Vis de formes, une exposition de Barbara Noiret
Galerie Frédéric Giroux / 14 novembre-23 décembre 2009
Donner du relief – plastique comme mental – à ce qui semble, à première vue, ne pas en avoir : telle est l’une des recherches continuelles et salutaires de Barbara Noiret depuis le début des années 2000.
En effet, nombre de ses œuvres possèdent cette particularité d’arrêter notre regard sur des éléments du réel sans attrait spécifique ni apparent. Révélés par son intuition et son attention aux contextes qu’elle expérimente, ils sont alors relevés, mis en scène dans des photographies, des vidéos, des performances, des installations et des sculptures qui imaginent un nouveau rapport aux objets, aux œuvres et aux perceptions, qui leur confèrent consistance et intérêt.
Bas-relief propose ainsi la photographie d’un lustre dont le contrecollage en aluminium se déploie pour redonner matérialité et épaisseur à l’objet photographié. La photographie Recto/Verso (lustre), quant à elle, ne s’appréhende véritablement qu’en la prenant en main, devenant un objet à manipuler.
Pour sa seconde exposition personnelle à la Galerie Frédéric Giroux, Barbara Noiret réunit un corpus d’œuvres nouvelles, issues d’une pratique d’atelier ainsi que de certaines résidences – dispositif de création qu’elle affectionne particulièrement – menées ces dernières années. Le mélancolique Coucher de soleil témoigne ainsi de sa résidence à l’Institut Marcel-Rivière, Centre psychiatrique de la Verrière (2005-2006), tandis que Partition pour une routine a été filmé chez Eurogroup, entreprise de conseil située à La Défense, où elle vient de passer six mois en immersion (2009).

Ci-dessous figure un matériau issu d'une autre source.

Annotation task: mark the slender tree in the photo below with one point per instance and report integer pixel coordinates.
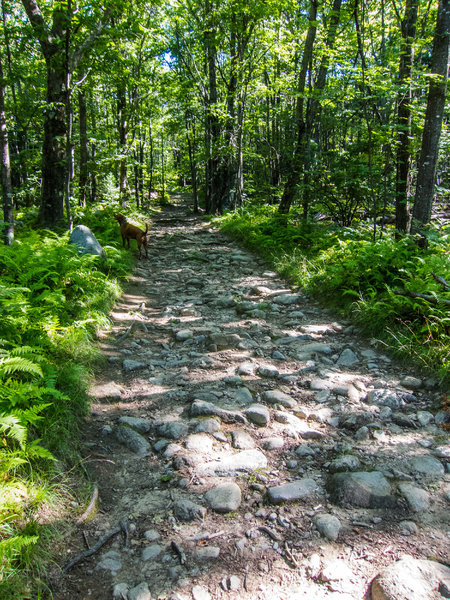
(426, 172)
(403, 163)
(7, 192)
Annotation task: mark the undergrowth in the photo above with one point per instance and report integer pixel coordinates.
(361, 278)
(53, 302)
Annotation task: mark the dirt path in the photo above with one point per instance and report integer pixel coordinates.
(247, 445)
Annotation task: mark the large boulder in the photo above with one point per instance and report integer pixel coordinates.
(86, 241)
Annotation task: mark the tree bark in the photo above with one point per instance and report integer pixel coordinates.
(426, 174)
(7, 192)
(84, 149)
(403, 163)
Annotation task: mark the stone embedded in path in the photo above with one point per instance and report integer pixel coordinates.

Symboliquement, pour une artiste dont le principal médium demeure la photographie, la lumière et le processus de révélation se trouvent au cœur des œuvres présentées, à la fois thèmes et sujets des photographies et des objets-reliefs. Dans les premières, la présence lumineuse peut être exacerbée, menaçante, crépusculaire ou pléthorique selon qu’il s’agisse de l’éclairage surréaliste d’un stand de foire dans Spot light, des réserves du Musée de l’Assistance-Publique dans Drapé, du délabrement d’un pavillon abandonné d’un centre psychiatrique dans Coucher de soleil ou de la présentation commerciale de plafonniers dans Recto/Verso (lustre).
Dans les seconds, le fait lumineux – l’éclairage comme le processus de réverbération d’une image – n’est plus qu’un souvenir ou une obsolescence. On/Off présente un lustre en plâtre triplement inutile : sa matière, son interrupteur placé hors de portée et son aspect tronqué le rendent inutilisable. Murmure, autre sculpture en plâtre, ne semble que le souvenir fantomatique d’un cadre autrefois présent, désormais recouvert, comme les réserves de Drapé, d’un voile blanc. Coin-photo, enfin, est un dernier dispositif de mise en relief dont la finalité n’est qu’auto-référentielle, ne reflétant pas d’autre image que la sienne.
Nous-mêmes, spectateurs, ne voyons finalement que très peu les scènes éclairées par les lampes et autres lustres des photographies, devenues formes célibataires et inutiles. Les « vis de formes » montrent ainsi des situations et des objets, séduisant ou banals, sans fonction ou sans contexte, reposants et désuets, livrés à une vie autonome ou en attente d’être saisis.
Dans la seconde salle, l’installation vidéo Partition pour une routine semble enfin proposer un dialogue, un échange, apparemment musical. Dans un cube de verre, un musicien joue du violon. Autour du cube, salle de concert d’un genre inattendu, sont massés des personnes, spectateurs d’une représentation musicale advenue dans le contexte particulier d’une entreprise. Issue d’une performance réalisée chez Eurogroup, l’œuvre propose en fait la confrontation entre une bande-son, composée par l’artiste à partir de réunions de travail auxquelles elle a assisté pendant sa résidence, et l’improvisation du musicien, jouant en contrepoint. Deux langages rythmiques, très particuliers, se trouvent alors en écho, aussi indécidables l’un que l’autre.
Jouant des volumes, des reliefs, d’allers-retours entre la deuxième et la troisième dimension, des liens complexes entre apparence et usage, Barbara Noiret propose des images étonnantes, des bribes de sens, où la mise en scène de la lumière ne parvient pas à masquer l’étrangeté réelle et mémorielle des instants et des images saisis par l’artiste.